フード・デスゲーム



フード・デスゲーム。


その全容が終わり、仮面を被った司会者が現れる。


今回のデスゲームも、中々に見応えがあった。


まさか、あんな最後になろうとは。


私は画面の向こうで手を振る司会者、およびデスゲームの主催者へ向けて投げ銭をした。


次々と投げられるそれを見たのか、司会者がパチパチと拍手をしながら言葉を発した。


『おお、デスゲームを愛する同士の皆様、お気持ちをありがとうございます!』


この金銭は、今後のデスゲーム運用資金として加算される仕組みだ。


猛者の投げる金額と比べれば、私の投げ銭など桁違いすぎて恥ずかしいほどだが、何もしないよりはマシだろう。


『…おや?質問が届いておりますねぇ…何々?』


…質問か、珍しいな。


このデスゲーム専用に作られたチャンネルにも、一般的なネットと同じでコメント欄が存在している。


しかし、ここに集まる者は大抵がデスゲームを見ることが目的だ。


そのため、大体のコメントは『面白い』だの『つまらない』だのといった感想が多い印象で、読み上げるほどの物ではない。


今回もそうかと思ったが…違うらしい。


司会者はそのコメントを読み上げ始めた。


『えー…“消してもらいたい人間がいます、どうすればデスゲームで消してもらえますか?”…ふーむ、こちらはご新規の方ですかな?』


読み上げられたそのコメントに、私は鼻で笑う。


デスゲームの参加者、およびその決め方。


このシステムを知らないなんて、初心者もいいところだ。


しかし、当たり前であるところの質問にも、丁寧に司会者は答えなくてはいけない。


『ご説明いたしましょう!基本的にデスゲームの参加者は“様々な方法”でランダムに決められております。
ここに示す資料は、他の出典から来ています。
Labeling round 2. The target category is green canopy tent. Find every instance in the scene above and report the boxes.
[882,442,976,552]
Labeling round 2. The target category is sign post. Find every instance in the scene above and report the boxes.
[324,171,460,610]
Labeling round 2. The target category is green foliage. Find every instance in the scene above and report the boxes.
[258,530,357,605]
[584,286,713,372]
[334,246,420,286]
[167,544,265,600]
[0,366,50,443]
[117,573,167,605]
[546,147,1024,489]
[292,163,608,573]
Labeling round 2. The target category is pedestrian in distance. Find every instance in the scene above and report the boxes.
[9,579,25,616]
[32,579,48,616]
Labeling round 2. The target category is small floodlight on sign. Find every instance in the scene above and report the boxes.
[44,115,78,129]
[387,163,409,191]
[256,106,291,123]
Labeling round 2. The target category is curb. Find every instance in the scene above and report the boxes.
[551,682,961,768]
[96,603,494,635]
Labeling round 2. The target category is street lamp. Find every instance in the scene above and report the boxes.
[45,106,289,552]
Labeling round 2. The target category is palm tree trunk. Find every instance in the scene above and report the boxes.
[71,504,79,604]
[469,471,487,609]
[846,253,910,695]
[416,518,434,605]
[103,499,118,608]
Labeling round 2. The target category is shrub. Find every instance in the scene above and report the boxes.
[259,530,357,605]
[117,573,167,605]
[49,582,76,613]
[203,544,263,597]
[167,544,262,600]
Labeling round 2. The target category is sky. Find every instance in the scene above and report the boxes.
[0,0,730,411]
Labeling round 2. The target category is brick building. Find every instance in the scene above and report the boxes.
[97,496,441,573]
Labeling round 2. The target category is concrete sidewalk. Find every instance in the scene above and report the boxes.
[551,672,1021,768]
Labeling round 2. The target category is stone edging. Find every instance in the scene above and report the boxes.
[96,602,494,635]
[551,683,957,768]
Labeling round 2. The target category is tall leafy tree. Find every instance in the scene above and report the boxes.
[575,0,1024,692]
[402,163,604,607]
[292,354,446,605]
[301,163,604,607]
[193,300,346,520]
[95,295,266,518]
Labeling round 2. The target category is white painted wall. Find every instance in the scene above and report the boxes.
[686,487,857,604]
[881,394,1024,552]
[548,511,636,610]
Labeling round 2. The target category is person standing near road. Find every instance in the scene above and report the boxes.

よって、会員である皆様方が関与することは基本的にはできません!

しかし…!

紹介でのみ入れる通常会員様とは別の、もう一段階上の会員様…

“プラチナ会員”様には特別権限として参加者を決められる得点がございます!

コメント主様~、ぜひご検討を!』


そう、プラチナ会員。


それは凄まじい額の寄付をしなければなれない雲の上の存在。


ただし、プラチナ会員といえど決められる参加者は一人につき一人までだという。


余分に金を払えば参加者の枠を増やせるらしいが…そこは真偽が定かではない。


詳しい得点内容はプラチナ会員にのみ通達されるらしい。


『それでは皆様、次のデスゲームもぜひ見に来てくださいませ!次のデスゲーム、会員限定パスワードは___』


おっと、もう終わりの時間か。


司会者の口から聞こえるパスワードを、急いで手元のメモ紙に書き連ねる。


『それでは皆様、またお会いいたしましょう!』


配信が終わり、暗くなる画面。


デスゲームの記録は毎度残らず消去されるため、アーカイブで後から見るということもできないのが困り所だ。


中には歴史的なデスゲームも多々あるというのに。


「さて…コーヒーでも飲むかな」


私はパソコンを閉じて、何事もなかったかのように己の日常へと戻っていった。